The U.S. Securities and Exchange Commission has charged a London, England resident with insider trading ahead of the July 14, 2006, announcement that San Diego-based Petco Animal Supplies, Inc. would be purchased by two private equity firms.

The commission filed an amended complaint in federal court in San Diego charging Taher Suterwalla, 30, with insider trading in the securities of Petco. The amended complaint identifies Suterwalla as the “one or more unknown purchasers” of Petco described in the commission’s initial complaint that was filed just three days after the Petco acquisition announcement. The proceeds from the trading have been frozen ever since as a result of a court order granted in response to the commission’s emergency request.

The amended complaint alleges that in the three weeks preceding Petco’s acquisition announcement, Suterwalla purchased Petco call options from a Swiss financial institution, which filled his orders by purchasing Petco call options in the US. The options generally were out of the money, representing a bet that the price of Petco stock would rise substantially, and were set to expire within weeks of the purchase date, representing a bet that the price rise would happen soon. The amended complaint further alleges that Suterwalla purchased from brokerage houses in the UK certain derivative instruments known as spread bets, which caused the brokers to purchase Petco common stock and options in the US.

The amended complaint alleges that Suterwalla entered into the transactions while aware of material nonpublic information regarding the pending acquisition of Petco, and that he took highly leveraged and speculative positions in the price of Petco’s securities, which exposed him to the potential for millions of dollars in losses if Petco’s price declined. It further alleges that Suterwalla made all of his purchases within 17 days of Petco’s acquisition announcement, that he made a number of his purchases the day before the announcement, and that his illicit profit from these transactions was more than US$3 million.

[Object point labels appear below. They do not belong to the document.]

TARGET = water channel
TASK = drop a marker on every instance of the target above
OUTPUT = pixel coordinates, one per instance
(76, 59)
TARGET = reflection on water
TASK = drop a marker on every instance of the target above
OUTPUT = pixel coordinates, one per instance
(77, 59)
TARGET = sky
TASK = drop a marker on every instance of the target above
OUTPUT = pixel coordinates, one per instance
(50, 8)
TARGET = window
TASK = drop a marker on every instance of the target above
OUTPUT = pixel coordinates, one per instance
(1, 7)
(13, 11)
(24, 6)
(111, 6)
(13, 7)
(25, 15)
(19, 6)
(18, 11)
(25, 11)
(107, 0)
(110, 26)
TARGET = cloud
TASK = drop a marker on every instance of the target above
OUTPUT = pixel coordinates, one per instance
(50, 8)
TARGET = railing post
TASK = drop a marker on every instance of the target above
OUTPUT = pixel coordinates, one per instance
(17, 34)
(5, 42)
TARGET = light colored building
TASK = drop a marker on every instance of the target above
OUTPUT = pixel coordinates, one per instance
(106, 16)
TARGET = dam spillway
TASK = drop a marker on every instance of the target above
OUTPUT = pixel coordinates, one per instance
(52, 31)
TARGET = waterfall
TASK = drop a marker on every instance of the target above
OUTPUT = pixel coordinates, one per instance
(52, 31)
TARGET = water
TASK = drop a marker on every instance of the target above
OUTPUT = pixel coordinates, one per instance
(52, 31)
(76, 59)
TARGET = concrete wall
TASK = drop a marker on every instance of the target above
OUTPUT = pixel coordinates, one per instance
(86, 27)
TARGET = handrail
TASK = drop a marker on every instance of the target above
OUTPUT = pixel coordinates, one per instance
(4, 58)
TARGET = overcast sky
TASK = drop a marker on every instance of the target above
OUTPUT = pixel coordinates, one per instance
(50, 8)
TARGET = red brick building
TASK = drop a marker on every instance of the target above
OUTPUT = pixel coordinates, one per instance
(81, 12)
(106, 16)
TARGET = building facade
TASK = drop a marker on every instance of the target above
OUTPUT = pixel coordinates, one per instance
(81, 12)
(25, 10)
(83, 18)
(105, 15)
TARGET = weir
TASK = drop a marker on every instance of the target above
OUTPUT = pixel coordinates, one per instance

These allegations have not been proven.

“Insider trading ahead of mergers and acquisitions is one of the commission’s top priorities,” said Linda Thomsen, director of the commission’s Division of Enforcement. “We will aggressively pursue people who commit such violations. The geographical distance between perpetrators and the markets they defraud will not preclude us from taking action.”

The commission is seeking a permanent injunction, disgorgement of ill-gotten gains with prejudgment interest thereon, and the imposition of civil penalties.

The SEC acknowledged the Chicago Board Options Exchange, the UK’s Financial Services Authority, the Swiss Federal Banking Commission, and the Ontario Securities Commission for their continuing assistance in this matter.